Due to the crucial information provided by light wavelength and polarization, multispectral and polarized imaging technologies are of significant interest in various science and technology fields, including archeology, biology, remote sensing, and astronomy. Conventional multispectral and polarization imaging devices are based on filters and polarization analyzers, which usually require to take multiple shots to collect desired optical information and consist of bulky multi-pass systems or mechanically moving parts and are difficult to integrate into compact and integrated optical systems.

Metasurfaces that achieve full control of light properties, such as phases, amplitudes, and polarization states, have been demonstrated. As two-dimensional optical devices consisting of sub-wavelength nanostructures, metasurfaces are suitable for the design of integrated systems. Today, metasurfaces have been used in many different types of functional optical devices, such as optical displays, orbital angular momentum devices, beam splitters, meta-holography elements, and light-field imaging.

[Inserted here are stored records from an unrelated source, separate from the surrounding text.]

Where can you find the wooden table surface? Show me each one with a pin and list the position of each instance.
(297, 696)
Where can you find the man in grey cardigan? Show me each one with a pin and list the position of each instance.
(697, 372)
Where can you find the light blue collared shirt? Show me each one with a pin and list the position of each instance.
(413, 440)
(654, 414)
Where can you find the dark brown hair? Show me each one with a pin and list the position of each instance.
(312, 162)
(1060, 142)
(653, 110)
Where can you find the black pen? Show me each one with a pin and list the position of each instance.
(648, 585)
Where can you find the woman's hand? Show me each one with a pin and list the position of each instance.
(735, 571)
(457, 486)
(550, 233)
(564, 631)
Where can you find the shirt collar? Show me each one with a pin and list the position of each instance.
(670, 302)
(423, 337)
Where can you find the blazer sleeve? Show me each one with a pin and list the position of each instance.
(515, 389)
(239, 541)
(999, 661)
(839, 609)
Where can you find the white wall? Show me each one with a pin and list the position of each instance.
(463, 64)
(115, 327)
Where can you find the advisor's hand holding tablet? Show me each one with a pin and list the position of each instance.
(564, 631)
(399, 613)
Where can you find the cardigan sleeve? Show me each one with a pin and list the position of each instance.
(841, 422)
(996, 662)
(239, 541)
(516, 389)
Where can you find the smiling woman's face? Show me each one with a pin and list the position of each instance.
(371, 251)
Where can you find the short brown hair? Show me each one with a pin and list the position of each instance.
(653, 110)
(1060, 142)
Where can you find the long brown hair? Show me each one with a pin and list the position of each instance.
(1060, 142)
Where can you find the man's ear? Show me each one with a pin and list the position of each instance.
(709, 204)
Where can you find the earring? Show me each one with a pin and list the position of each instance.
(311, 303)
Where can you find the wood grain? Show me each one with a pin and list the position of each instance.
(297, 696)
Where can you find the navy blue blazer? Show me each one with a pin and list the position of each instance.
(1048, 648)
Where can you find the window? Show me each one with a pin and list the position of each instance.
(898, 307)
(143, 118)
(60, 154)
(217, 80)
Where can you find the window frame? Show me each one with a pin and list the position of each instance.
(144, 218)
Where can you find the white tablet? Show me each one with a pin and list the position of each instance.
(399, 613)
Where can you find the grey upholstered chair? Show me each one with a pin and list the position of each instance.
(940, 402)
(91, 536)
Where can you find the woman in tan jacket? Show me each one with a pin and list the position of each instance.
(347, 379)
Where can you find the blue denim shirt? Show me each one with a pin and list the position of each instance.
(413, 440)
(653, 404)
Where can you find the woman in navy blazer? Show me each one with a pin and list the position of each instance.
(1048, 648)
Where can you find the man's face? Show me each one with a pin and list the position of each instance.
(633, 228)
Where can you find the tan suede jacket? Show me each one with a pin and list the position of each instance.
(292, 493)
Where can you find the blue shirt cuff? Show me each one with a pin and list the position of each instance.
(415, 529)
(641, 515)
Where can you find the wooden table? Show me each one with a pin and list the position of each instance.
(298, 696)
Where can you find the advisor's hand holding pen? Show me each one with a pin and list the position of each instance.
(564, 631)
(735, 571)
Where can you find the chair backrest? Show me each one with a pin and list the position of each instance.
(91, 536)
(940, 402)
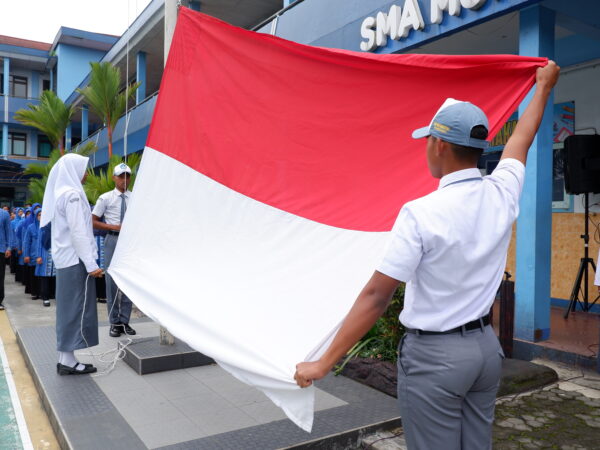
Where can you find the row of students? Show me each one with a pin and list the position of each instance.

To realize integrated and compact designs, metasurface elements have been used in polarization and multispectral optical systems. However, there remains a lack of metalens devices that can achieve both spectra- and polarization-resolved functionalities simultaneously while keeping a good imaging performance with a large numerical aperture (NA). On the technical side, although at least three projections are required to determine the polarization state, the longitude of the Poincare sphere (also expressed as polarization ellipticity) can also reflect abundant information of the scene.